Il n’y a pas de réponse unique. Cela dépend de la taille de la base, du type de dette et de la part de la roadmap future qui la traverse. Une règle pratique que nous utilisons : si une zone spécifique bloque trois ou quatre items des quatre-vingt-dix prochains jours, investissez une à deux semaines de sprint dédié dessus avant de continuer. Les tentatives de « rembourser toute la dette » en un seul effort fonctionnent rarement : l’équipe perd des mois et le backlog produit gèle.
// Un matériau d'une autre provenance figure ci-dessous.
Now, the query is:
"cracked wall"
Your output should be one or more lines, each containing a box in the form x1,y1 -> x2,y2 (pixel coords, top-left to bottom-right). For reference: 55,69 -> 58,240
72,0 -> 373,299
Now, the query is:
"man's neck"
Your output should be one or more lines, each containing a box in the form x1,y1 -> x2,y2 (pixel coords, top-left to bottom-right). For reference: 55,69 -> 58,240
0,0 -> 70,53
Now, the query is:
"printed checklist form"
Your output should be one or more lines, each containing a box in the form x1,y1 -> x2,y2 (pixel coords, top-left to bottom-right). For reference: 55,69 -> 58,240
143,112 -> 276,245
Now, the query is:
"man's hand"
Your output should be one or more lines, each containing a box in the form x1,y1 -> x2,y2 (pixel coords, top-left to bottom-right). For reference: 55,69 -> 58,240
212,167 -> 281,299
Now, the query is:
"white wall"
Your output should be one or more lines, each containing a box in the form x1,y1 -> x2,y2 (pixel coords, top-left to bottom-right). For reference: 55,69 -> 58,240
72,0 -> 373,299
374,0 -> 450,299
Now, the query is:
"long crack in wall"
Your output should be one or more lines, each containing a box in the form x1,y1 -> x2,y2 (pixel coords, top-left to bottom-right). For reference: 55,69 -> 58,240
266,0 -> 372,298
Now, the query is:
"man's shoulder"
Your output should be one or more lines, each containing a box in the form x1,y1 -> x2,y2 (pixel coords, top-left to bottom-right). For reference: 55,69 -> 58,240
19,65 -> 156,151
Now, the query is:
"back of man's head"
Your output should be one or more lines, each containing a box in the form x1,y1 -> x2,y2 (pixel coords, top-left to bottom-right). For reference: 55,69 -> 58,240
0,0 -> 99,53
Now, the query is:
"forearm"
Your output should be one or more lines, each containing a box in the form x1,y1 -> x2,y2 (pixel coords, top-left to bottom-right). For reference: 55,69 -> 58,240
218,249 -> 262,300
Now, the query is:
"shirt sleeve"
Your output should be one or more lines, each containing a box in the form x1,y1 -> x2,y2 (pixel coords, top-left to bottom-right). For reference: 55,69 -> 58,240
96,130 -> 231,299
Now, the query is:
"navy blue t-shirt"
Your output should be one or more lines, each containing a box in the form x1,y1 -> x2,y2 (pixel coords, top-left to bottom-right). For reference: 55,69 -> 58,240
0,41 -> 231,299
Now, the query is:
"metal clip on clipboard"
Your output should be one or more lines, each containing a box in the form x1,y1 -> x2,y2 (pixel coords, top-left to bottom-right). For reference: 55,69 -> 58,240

Comment mesure-t-on la dette technique ?
On ne la mesure pas avec précision. Vous pouvez l’approcher via le diagnostic en quatre questions ci-dessus, via le ratio construire/réparer (combien du temps de l’équipe se passe à réparer plutôt qu’à construire), et via le temps de ramp-up d’un nouvel ingénieur. Aucun n’est exact, mais ensemble ils vous disent si votre dette est en territoire sain ou dangereux.
La plupart des fondateurs non techniques apprennent le concept de dette technique au pire moment possible : quand l’équipe demande d’arrêter, quand l’investisseur demande d’accélérer, ou quand une due diligence pointe un problème que personne n’a vu venir. Le fondateur qui décide bien à ce moment-là n’est pas celui qui comprend le plus de code. C’est celui qui sait lire la dette comme une décision business et poser à l’équipe la bonne question : qu’est-ce qui, dans les quatre-vingt-dix prochains jours, est plus difficile parce qu’on n’a pas encore payé ?
Ce fondateur n’a pas besoin d’être technique. Il a besoin d’être clair.